The Data Administration Newsletter (TDAN.com)
THE DENORMALIZATION
SURVIVAL GUIDE - PART 1
Steve Hoberman - Steve
Hoberman & Associates, LLC
This the first of two articles on the Denormalization Survival Guide, adapted from Chapter 8 of Steve Hoberman's book, the Data Modeler's Workbench (Order this book through Amazon.com Today!). This first article focuses on the dangers of denormalization and introduces the Denormalization Survival Guide, which is a question-and-answer approach to applying denormalization to our data models. The second article will discuss the questions and answers that comprise this guide when modeling a data mart.
In her book entitled, Handbook of Relational
Database Design, Barbara von Halle has a great definition for
denormalization: “Denormalization is the process whereby, after defining a
stable, fully normalized data structure, you selectively introduce duplicate
data to facilitate specific performance requirements.” Denormalization is
the process of combining data elements from different entities. By doing so, we
lose the benefits of normalization and, therefore, reintroduce redundancy into
the design. This extra redundancy can help improve retrieval time performance.
Reducing retrieval time is the primary reason for denormalizing.
My favorite word in von Halle's definition is “selectively”.
We have to be very careful and selective where we introduce denormalization
because it can come with a huge price even though it can decrease retrieval
time. The price for denormalizing can take the form of these bleak situations:
Update, delete, and insert performance can suffer.
When we repeat a data element in two or more tables, we can usually retrieve
the values within this data element much more quickly. However, if we have to
change the value in this data element, we need to change it in every table
where it resides. If Bob Jones appears in five different tables, and Bob would
prefer to be called “Robert”, we will need to change “Bob Jones” to “Robert
Jones” in all five tables, which takes longer than making this change to just
one table. | |
Sometimes even read
performance can suffer.
We denormalize to increase read or retrieval performance. Yet if too many data
elements are denormalized into a single entity, each record length can get
very large and there is the potential that a single record might span a
database block size, which is the length of contiguous memory defined within
the database. If a record is longer than a block size, it could mean that
retrieval time will take much longer because now some of the information the
user requests will be in one block, and the rest of the information could be
in a different part of the disk, taking significantly more time to retrieve.

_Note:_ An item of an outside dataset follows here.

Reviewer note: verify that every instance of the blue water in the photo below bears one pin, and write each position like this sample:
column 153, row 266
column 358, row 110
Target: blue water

A Shipment entity I’ve encountered recently suffered from this problem.
| |
You may end up with too much redundant
data. Let's say the CUSTOMER
LAST NAME data element takes up 30 characters. Repeating this data element
three times means we are now using 90 instead of 30 characters. In a table
with a small number of records, or with duplicate data elements with a fairly
short length, this extra storage space will not be substantial. However, in
tables with millions of rows, every character could require megabytes of
additional space.
| |
It may mask lack of understanding.
The performance and storage implications of denormalizing are very database-
and technology-specific. Not fully understanding the data elements within a
design, however, is more of a functional and business concern, with
potentially much worse consequences. We should never denormalize without first
normalizing. When we normalize, we increase our understanding of the
relationships between the data elements. We need this understanding in order
to know where to denormalize. If we just go straight to a denormalized design,
we could make very poor design decisions that could require complete system
rewrites soon after going into production. I once reviewed the design for an
online phone directory, where all of the data elements for the entire design
were denormalized into a single table. On the surface, the table looked like
it was properly analyzed and contained a fairly accurate primary key. However,
I started grilling the designer with specific questions about his online phone
directory design:
|
“What if an
employee has two home phone numbers?”
“How can we
store more than one email address for the same employee?”
“Can two
employees share the same work phone number?”
After receiving
a blank stare from the designer, I realized that denormalization was applied
before fully normalizing, and therefore, there was a significant lack of
understanding of the relationships between the data elements.
It might introduce data quality problems.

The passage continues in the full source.